Mills expressed concern that proposed changes to state statute to allow the expansion of tribal gaming would put Maine at odds with the Federal Indian Gaming Regulatory Act and be subject to legal challenges. The governor said she offered to carry the bill forward to next session to work with tribal leaders to address the flaws, but she said that proposal was rejected.
“I believe that Maine's Federally-recognized Tribes have been unfairly excluded from the opportunity to operate their own gaming facility — a problem that I believe can and should be rectified,” Mills wrote.
But tribal representatives had strong criticism for Gov. Mills and her administration.
"We were very disappointed. We feel that this has been a very collaborative process with both parties, both chambers and the AG's office.
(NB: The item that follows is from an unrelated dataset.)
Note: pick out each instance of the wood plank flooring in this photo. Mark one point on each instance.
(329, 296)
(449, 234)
And it's just, it's a letdown for sure," said Penobscot Nation Ambassador Maulian Dana, in an interview Thursday morning.
Dana added that the gaming bill is "up for a potential veto override today and we are reaching out to our friends and allies in the legislature today trying to make that happen."
In a letter to lawmakers, some tribal leaders said that ever since Mills created the Maine Indian Claims Task Force in June 2019, she has only met with tribal leaders twice.
“Governor Mills provides lip service to wanting to engage on tribal issues,” said Maggie Dana, chief of the Passamaquoddy Tribe at Pleasant Point. “If she thought tribal issues were important she would meet specifically with tribal leadership to discuss updating the Settlement Act more than two times over 742 days.”
Bill Nicholas, chief of the Passamaquoddy Tribe at Indian Township, said the tribes in Maine are simply asking to be treated like the other 570 federally recognized tribes. “This is a matter of fairness,” he said, ”One the governor doesn’t seem to comprehend or wish to invest the time to comprehend.”
But Chief Kirk Francis of the Penobscot Nation praised Maine Attorney General Aaron Frey and lawmakers for the time and energy they spent working on tribal issues.
“They have shown true dedication to working in a collaborative fashion with the tribes even when we don’t see eye to eye,” Francis said.
The Maine House of Representatives voted 97 to 40 in favor of LD 554. The State Senate approved the bill by a vote of 22-13.